By the mid sixties Portobello Road was on the tourist map. The antique stalls had attracted the attention of the picture post in the fifties. By 1966, Reader's Digest was writing in glowing terms of the bargains to be had in Portobello Road, claiming there were '20,000 potential customers, antique dealers and American store buyers' every Saturday.

– Whetlor and Bartlett,

from Portobello

By the spring of 1968, Angel had long since come to know the girl Karl had hired to work in his shop as friend rather than rival. Her name was Nina Byatt, and she was married, with a small son. Nina's husband, Neil, a taciturn, bearded man, now worked with Karl, taking selected items round to the auction houses.

These days Karl kept the shop stocked with things Indian and Oriental along with the more traditional antiques, catering to the new fascination with meditation and the exotic.

The shop flourished, as did everything Karl touched. He moved them from the flat in Chelsea to a town house in Belgravia, in Chester Square, an exclusive address befitting his growing status. But Angel found the severe, gray brick house unwelcoming, the neighborhood cold and unfriendly compared to their Chelsea mews. Nor did it suit the farmhouse furniture she had begun to covet.

Not that it mattered what she thought- Karl was entertaining clients from abroad more and more often, and their tiny Chelsea flat had not been suitable for such affairs.

Usually these customers spoke German. Using his family's connections in Germany, Karl had found a source of Russian art objects "liberated" by the Germans during the war, particularly Russian icons. Karl arranged for them to be shipped into the country; Neil then sold the goods for him at auction, fetching a large profit.

On the few occasions when Angel saw these icons before they went to auction, she found them terribly moving. The sad faces of the saints and the jewellike colors reminded her of the paintings she'd seen in the Polish café as a child. Of course, she knew now that those paintings had been cheap reproductions, but at the time they'd invoked wonder. Wonder had been possible then, the world still a place where the good were rewarded and the wicked punished for their transgressions.

Karl had proved that homily false, if he had done nothing else.

With Angel now thoroughly dependent on heroin, Karl saw no reason to keep the rest of his business dealings from her. The little stash he kept in the house was only the tip of the iceberg. Nor did he buy it just for the occasional use of his friends- he bought it to sell, in large quantities, and at an enormous profit. That money in turn fueled the antiques business, giving him the inventory to make a success of it. Money begat money, and if a few poor souls fell by the wayside because of it, Karl considered it no business of his.

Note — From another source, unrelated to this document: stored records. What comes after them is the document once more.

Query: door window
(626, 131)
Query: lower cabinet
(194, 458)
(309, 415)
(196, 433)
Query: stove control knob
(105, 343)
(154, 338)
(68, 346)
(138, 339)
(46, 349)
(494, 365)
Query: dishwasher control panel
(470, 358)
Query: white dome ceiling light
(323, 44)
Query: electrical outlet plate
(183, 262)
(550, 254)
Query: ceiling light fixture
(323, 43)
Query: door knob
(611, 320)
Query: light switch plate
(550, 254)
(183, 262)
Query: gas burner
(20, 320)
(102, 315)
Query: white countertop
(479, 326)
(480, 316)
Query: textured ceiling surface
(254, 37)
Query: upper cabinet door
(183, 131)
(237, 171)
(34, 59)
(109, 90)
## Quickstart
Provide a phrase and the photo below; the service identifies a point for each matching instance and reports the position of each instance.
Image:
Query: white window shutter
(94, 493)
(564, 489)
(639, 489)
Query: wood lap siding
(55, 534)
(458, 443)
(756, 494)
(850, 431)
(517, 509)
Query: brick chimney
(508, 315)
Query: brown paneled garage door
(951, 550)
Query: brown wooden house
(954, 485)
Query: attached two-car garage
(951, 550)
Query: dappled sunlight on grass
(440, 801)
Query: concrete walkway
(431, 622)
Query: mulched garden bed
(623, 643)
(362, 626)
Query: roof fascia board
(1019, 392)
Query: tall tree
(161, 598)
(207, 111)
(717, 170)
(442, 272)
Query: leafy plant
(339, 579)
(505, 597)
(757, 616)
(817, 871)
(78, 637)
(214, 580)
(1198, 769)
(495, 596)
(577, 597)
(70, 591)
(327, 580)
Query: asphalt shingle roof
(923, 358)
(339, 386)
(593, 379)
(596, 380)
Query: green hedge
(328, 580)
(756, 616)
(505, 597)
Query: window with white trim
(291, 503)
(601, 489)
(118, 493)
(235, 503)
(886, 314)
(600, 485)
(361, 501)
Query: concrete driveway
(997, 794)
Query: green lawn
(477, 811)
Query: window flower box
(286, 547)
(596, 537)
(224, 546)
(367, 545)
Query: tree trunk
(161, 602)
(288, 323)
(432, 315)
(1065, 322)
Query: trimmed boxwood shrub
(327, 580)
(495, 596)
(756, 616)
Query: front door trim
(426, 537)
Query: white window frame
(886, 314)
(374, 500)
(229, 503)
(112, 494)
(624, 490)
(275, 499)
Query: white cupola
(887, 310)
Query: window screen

As for Angel, if she failed to please him, or stood up to him over something, he simply withheld her supply until she complied with his wishes. The longest she managed to hold out was two days, but in the end her will was no match against her craving for the drug.

After that she managed her habit fiercely, refusing to increase her dose, but she'd finally learned the bitter lesson that she couldn't walk away- not from the drug, not from him. And she'd seen what happened to those without help or support, gaunt specters begging in doorways, or selling themselves on the street. Once, she walked in on two prostitutes shooting up in the public toilet in Hyde Park. She ran out and was promptly sick in the shrubbery, weak with horror over what lay in wait for her.